Bu açıklamalar ışığında; tapusuz olan dava konusu taşınmazın, davacı tarafından teslim ve zilyetliğinin devralınmadığı, dolayısıyla davacı ile davalılar murisi arasında düzenlenen 18.10.1990 tarihli satım sözleşmesinin geçersiz olduğu ortadadır. Yapılan satış geçersiz olduğuna göre herkes aldığını iade ile mükelleftir. 07.06.1939 günlü ve 1936/31 esas 1939/47 sayılı İçtihadı Birleştirme Kararında açıklandığı üzere, bu gibi uyuşmazlıklar 818 sayılı BK. nun 125. maddesine göre on yıllık zamanaşımına tabidir. Zamanaşımı süresinin başlangıcı ise, ifanın imkansız hale gelme tarihidir.
Buna göre, mahkemece; satıma konu edilen taşınmazın bir bölümü için ifa imkansızlığının 08.04.2005 tarihinde, bir bölümü için ise davanın açıldığı 29.03.2012 tarihinden sonra 26.02.2013 tarihinde ortaya çıkması nedeniyle davanın on yıllık zamanaşımı süresi dolmadan açıldığı gözetilerek, uyuşmazlığın esası hakkında bir karar verilmesi gerekirken, yanılgılı değerlendirme ile davanın zamanaşımı nedeniyle reddine karar verilmesi usul ve yasaya aykırıdır.

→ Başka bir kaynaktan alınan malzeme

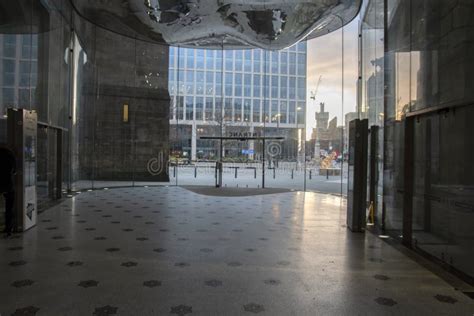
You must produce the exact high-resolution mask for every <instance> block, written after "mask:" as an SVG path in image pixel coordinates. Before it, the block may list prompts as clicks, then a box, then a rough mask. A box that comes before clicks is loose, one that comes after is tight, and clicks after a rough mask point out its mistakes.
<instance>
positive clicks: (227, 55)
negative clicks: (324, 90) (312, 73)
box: [169, 49, 306, 76]
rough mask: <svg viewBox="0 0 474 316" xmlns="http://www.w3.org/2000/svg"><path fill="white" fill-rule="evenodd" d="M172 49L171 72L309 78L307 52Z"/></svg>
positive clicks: (170, 62)
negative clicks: (246, 73)
mask: <svg viewBox="0 0 474 316" xmlns="http://www.w3.org/2000/svg"><path fill="white" fill-rule="evenodd" d="M174 51H175V49H171V50H170V60H169V63H170V68H171V69H176V68H177V69H198V70H204V69H206V70H218V71H220V70H222V69H223V68H224V69H225V71H237V72H255V73H273V74H280V73H281V74H290V75H296V74H298V75H300V76H306V53H291V52H287V51H286V50H283V51H275V52H268V51H262V50H246V51H241V50H235V51H234V50H229V51H224V53H222V52H221V51H213V50H200V49H182V50H180V51H179V55H176V53H174Z"/></svg>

SONUÇ: Yukarıda açıklanan esaslar gözönünde tutulmaksızın yazılı şekilde hüküm tesisi isabetsiz, temyiz itirazları bu nedenlerle yerinde olduğundan kabulü ile hükmün HUMK.nun 428. maddesi gereğince BOZULMASINA, Yargıtay duruşmasında vekille temsil edilen davacı taraf için duruşma tarihinde yürürlükte bulunan Avukatlık Asgari Ücret Tarifesi hükümlerine göre takdir edilen 1.100 TL vekalet ücretinin davalı taraftan alınıp davacı tarafa verilmesine ve peşin alınan temyiz harcının istek halinde temyiz eden davacı tarafa iadesine, 31.03.2015 gününde oybirliği ile karar verildi.